Between the four of our companies, there are now 13 fireworks shows over the two days; it’s quite a scene. My brother calls it a company picnic which we just happen to invite 12,000 people to as well!
Pyrotecnico closes the festival down with the last show, and this year we brought a 24-minute show, Prism, that went beyond a traditional fireworks display. It had a big fireworks display, but we injected all of our diversity into the show. The first half used classical music and was mostly traditional fireworks. The second half added in special effects with electronic dance music as the score. We had 40 flame units, 28 lasers and 100s of strobes. The show really combined all the technologies that we offer together. People had never seen anything like it.
How does PyroFest reflect who Pyrotecnico is as a company?
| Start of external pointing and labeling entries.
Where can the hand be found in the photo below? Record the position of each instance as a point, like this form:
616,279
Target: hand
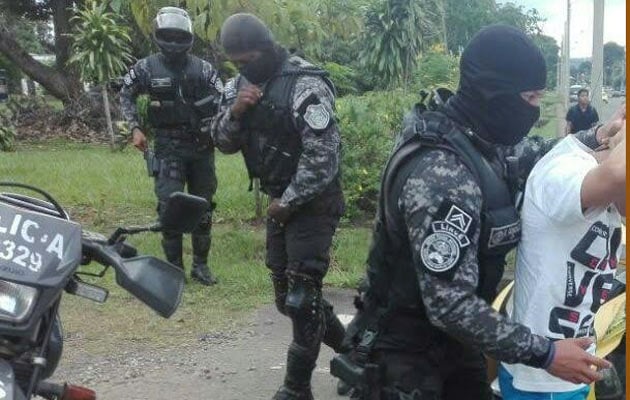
279,212
139,140
573,364
248,96
614,124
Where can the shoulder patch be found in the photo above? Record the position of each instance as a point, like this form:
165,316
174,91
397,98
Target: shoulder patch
317,117
442,249
229,90
130,77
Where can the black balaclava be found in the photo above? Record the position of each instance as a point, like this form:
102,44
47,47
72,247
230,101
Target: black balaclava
498,64
242,33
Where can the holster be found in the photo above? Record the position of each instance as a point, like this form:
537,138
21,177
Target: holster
153,164
356,368
366,378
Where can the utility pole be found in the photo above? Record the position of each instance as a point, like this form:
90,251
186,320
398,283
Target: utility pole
566,76
443,18
597,72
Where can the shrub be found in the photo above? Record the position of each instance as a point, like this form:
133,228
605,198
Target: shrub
368,125
7,138
436,68
344,78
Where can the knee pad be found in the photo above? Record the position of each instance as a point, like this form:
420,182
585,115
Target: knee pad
204,225
280,288
303,297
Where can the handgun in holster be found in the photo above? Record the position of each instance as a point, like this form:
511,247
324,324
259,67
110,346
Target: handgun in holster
357,371
153,164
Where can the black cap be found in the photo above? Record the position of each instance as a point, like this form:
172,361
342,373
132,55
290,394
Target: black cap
243,32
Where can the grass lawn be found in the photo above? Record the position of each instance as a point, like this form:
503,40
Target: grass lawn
103,190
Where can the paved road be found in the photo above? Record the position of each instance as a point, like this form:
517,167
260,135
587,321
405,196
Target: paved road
248,363
608,109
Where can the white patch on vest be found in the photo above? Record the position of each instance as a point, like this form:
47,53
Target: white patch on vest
507,234
459,219
229,91
317,117
440,252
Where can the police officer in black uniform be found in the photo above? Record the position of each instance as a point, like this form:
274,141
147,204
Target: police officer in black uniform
184,155
279,113
446,220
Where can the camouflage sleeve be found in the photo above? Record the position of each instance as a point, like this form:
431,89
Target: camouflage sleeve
441,203
313,105
226,131
135,82
211,76
528,151
588,138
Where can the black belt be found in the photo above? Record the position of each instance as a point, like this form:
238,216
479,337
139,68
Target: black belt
176,133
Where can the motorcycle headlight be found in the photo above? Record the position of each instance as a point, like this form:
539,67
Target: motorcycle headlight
16,301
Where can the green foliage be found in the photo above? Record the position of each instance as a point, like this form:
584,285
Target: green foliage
344,78
549,47
7,137
392,38
435,69
368,125
101,45
465,17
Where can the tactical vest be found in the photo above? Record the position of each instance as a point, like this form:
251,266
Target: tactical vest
274,143
172,93
393,283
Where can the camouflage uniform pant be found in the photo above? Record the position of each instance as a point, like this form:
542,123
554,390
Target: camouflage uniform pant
298,257
196,172
447,371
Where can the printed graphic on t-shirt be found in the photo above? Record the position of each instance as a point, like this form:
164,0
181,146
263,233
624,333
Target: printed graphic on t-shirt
590,270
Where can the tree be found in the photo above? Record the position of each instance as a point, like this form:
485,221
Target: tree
464,18
392,39
614,56
549,47
61,81
101,50
526,20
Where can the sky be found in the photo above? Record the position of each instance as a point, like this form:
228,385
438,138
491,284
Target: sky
555,12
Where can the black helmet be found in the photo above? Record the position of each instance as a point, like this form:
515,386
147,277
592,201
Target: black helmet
172,32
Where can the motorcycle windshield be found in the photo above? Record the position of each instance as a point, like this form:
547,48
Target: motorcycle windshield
37,249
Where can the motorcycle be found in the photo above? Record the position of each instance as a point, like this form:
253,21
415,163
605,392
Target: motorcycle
610,330
41,252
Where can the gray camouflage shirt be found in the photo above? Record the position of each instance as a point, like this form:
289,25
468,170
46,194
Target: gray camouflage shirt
318,164
439,178
137,81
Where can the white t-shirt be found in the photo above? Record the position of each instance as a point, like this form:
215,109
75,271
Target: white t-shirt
566,259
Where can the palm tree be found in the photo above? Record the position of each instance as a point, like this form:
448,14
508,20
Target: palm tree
101,50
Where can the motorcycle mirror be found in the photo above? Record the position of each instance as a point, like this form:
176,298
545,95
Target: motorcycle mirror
183,212
155,282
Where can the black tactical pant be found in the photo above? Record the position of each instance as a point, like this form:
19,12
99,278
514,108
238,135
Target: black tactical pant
445,371
186,166
298,257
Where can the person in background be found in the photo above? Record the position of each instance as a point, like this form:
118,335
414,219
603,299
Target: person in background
581,116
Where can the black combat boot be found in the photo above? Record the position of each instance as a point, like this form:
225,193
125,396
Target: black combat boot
334,332
297,382
200,270
172,246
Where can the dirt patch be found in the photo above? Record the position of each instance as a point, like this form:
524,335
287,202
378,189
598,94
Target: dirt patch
245,363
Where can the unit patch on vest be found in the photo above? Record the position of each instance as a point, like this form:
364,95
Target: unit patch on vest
229,91
443,248
157,83
317,117
130,77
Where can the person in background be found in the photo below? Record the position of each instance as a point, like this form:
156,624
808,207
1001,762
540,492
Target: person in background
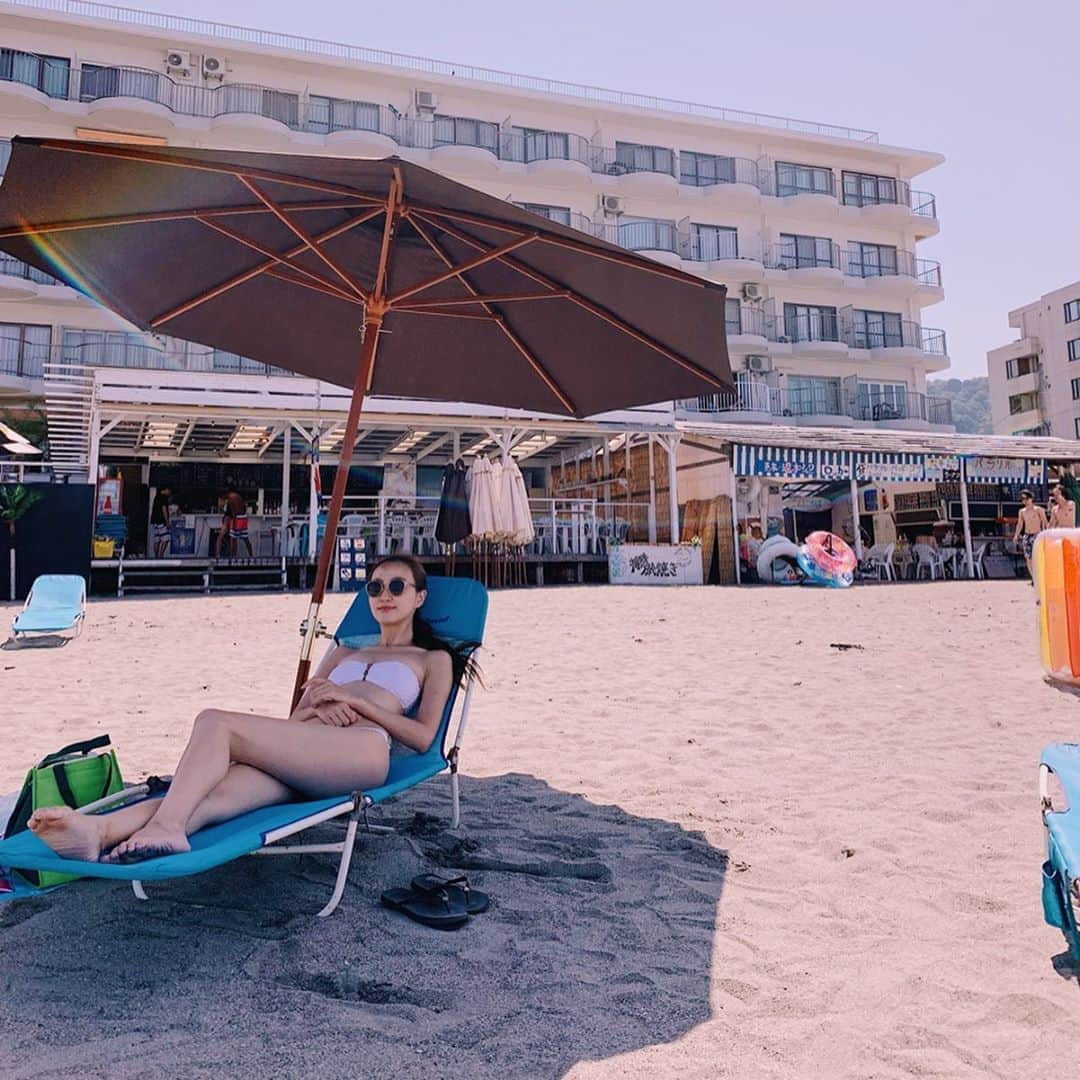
235,523
1063,510
159,522
1029,523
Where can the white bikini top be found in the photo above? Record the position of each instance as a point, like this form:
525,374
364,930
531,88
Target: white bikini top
392,675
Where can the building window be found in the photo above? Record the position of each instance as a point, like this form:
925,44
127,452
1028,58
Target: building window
711,242
805,322
702,170
882,401
872,260
24,349
461,131
810,394
51,75
327,115
732,318
647,234
559,214
536,145
1029,401
865,189
877,329
797,252
635,158
794,179
1023,365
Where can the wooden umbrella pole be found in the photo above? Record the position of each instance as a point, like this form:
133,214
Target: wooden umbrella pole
310,629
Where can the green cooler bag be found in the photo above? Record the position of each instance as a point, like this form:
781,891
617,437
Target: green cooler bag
75,777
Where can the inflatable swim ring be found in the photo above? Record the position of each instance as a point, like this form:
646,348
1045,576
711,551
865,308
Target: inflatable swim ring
826,559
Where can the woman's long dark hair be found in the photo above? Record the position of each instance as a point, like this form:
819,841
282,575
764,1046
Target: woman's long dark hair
460,652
It reflects our core values, which are in everything we do as a company for our clients and our audiences. It’s very important to us to be honest, innovative, respectful, safe, imaginative and passionate as a company and as people. Live entertainment, whether it be fireworks, lasers, or special effects, is about just that — entertainment. After we did a 4th of July fireworks event for a large city in the U.S., I ran into our client, who was the city’s mayor. The mayor said to me, “Man, I felt like a kid.’”For us, that was the most rewarding comment we can get back; he felt like a kid again.